Ia mengusap tubuh mungil para bayi dengan minyak campuran air dan lotion. Menghadirkan nuansa segar yang meresap ke pori lembut para bayi.
Sebelum mulai memijat, biasanya Mbah Dirjo akan menaburkan bunga mawar merah dan putih ke tubuh bayi. Sebuah mula yang nampak tak lazim. Tak berhenti di situ, di tengah memijat, batu seukuran telur ayam juga diusapkan ke bagian perut para bayi. Lalu diakhiri dengan sentuhan cambuk ke bagian kaki, perut, dan dada. Menurut Mbah Dirjo, ini adalah upayanya untuk berkomunikasi dengan saudara si bayi yang tak kasat mata. Sekaligus mengusir energi negatif yang kerap menggangu para bayi.
Lewat jamahnya, Mbah Dirjo hanya membutuhkan kurang dari 5 menit untuk menghadirkan kembali keceriaan, bahkan nafsu makan para bayi yang sempat hilang. Menurut Sri Wahyuni, putranya yang meminta sendiri untuk dipijat Mbah Dirjo. “Beberapa hari ini Juna merengek minta diantar ke Mbah Dirjo untuk pijet”, aku Sri Wahyuni menemani sang buah hati yang usianya baru genap setahun.
Lain cerita dengan Sheila yang menangis tanpa henti ketika akan mulai dipijat. Sekuat tenaga ia melawan dan berkelit, tak mau untuk diudari pakaiannya. Ternyata, menurut Ika, sang ibunda, Shelia mengalami trauma saat diberi terapi alternatif untuk mengembalikan postur kakinya yang mengatup ke dalam. “Dia trauma, soalnya waktu itu dia kesakitan. Jadi kalau tau akan dipijat pasti seperti ini nangis dan teriak-teriak”, tambah Ika.
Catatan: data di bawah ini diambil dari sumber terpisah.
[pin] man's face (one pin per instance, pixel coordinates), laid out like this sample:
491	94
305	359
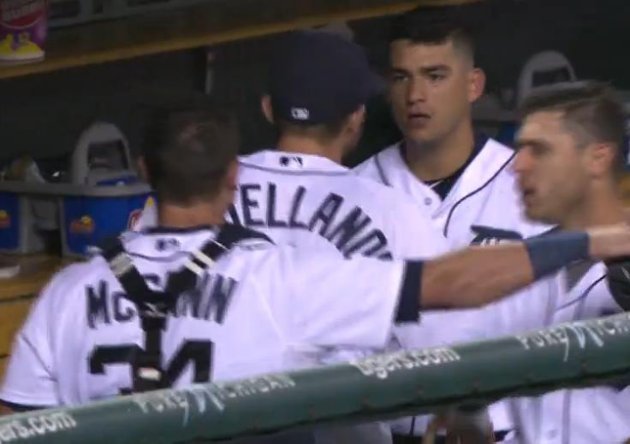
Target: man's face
552	169
431	89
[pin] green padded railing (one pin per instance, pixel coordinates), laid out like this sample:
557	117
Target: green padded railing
568	355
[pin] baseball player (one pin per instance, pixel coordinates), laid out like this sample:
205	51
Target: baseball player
176	304
462	179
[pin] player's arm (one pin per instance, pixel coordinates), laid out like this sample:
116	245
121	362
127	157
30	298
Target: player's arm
479	275
324	301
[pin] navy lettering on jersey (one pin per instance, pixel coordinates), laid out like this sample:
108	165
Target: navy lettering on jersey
209	301
98	310
489	235
347	227
326	213
272	219
295	209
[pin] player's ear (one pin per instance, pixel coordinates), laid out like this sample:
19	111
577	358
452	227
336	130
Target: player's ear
231	176
601	159
476	84
267	109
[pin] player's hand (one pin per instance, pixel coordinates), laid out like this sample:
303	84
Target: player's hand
618	280
609	241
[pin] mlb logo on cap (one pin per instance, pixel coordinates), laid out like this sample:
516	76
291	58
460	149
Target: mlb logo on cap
299	113
317	77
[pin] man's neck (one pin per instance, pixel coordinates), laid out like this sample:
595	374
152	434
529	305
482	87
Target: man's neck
194	215
304	145
603	209
440	160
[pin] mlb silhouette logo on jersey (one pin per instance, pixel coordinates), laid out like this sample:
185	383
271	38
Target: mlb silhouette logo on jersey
300	113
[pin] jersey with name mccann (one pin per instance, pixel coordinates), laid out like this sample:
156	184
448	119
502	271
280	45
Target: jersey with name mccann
78	342
313	202
482	207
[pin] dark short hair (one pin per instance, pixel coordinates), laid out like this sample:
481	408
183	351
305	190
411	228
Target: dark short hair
591	111
187	152
433	26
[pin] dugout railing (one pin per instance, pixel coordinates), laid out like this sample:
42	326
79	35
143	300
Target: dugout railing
383	386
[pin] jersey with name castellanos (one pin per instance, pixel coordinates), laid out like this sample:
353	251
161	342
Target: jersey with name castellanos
260	308
315	203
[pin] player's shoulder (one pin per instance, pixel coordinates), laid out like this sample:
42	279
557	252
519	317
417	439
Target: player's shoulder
383	158
70	281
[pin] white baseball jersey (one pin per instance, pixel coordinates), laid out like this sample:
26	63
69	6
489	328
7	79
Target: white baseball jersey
78	342
482	207
597	415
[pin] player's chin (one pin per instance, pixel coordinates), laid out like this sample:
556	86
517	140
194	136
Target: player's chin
538	214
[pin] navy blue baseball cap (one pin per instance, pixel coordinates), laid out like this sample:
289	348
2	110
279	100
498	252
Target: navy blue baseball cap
318	77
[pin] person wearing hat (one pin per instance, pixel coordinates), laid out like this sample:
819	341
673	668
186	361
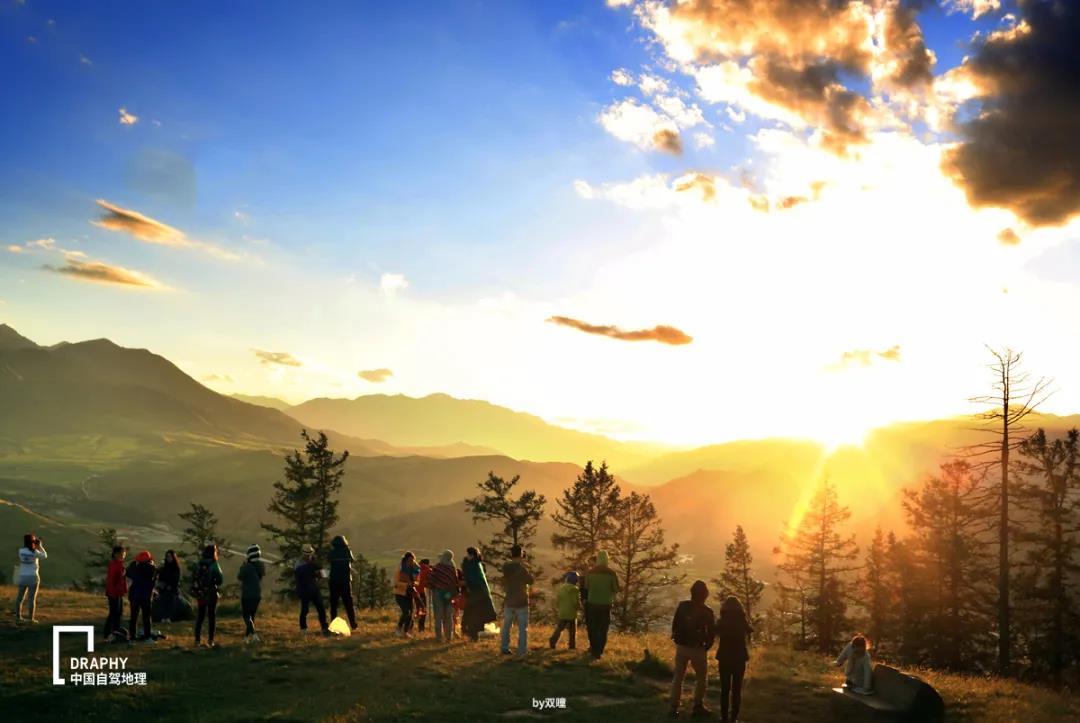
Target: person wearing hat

Bagi para bayi yang masih rewel, Mbah Dirjo akan membekali sang ibu dengan dlingo bengle, tanaman berkhasiat khas Nusantara. Oleh Mbah Dirjo, dlingo bengle ini ditusukkan pada peniti lalu dipasangkan pada topi, kaos, maupun dibuat sebagai gelang. Fungsinya sebagai pengusir energi negatif yang kerap menggoda dan menggaggu para bayi. “Biasanya demit itu sering menggoda bayi. Jadi nangis, terus badannya panas”, jelas Mbah Dirjo.
Pijat tradisional ini ditekuni Dirjo Prayitno (85) selepas melahirkan anaknya yang ketiga. Menurutnya, profesinya ini bukan pilihannya, tapi arahan dan petunjuk dari seorang Abdi Dalem Karaton Ngayogyakarta Hadiningrat. “Saya diminta sowan ke Karaton, lalu di sana saya diberi kain jarik. Lalu beliau (abdi dalem), bilang pada saya untuk tinggal di rumah. Nanti akan banyak yang datang minta pertolongan”, akunya sembari menikmati daun sirih kegemarannya.
Puluhan tahun menjadi pemijat bayi, Mbah Dirjo tak pernah mematok tarif. Bahkan setiap akan pulang, para bayi akan diberi jajanan beserta sebungkus besar kerupuk. Hal ini yang menjadi ciri khas Mbah Dirjo. Membaktikan sebagian besar waktunya untuk menghadirkan kembali tawa ceria para bayi. Namun, pernah suatu kali, Mbah Dirjo hanya diberi amplop berisi amplop, yang ternyata nihil rupiah. “Ya kalau saya niatnya nulung. Doa saya tetap baik untuk orang itu. Semoga anaknya selalu sehat”, pungkasnya sembari tersenyum.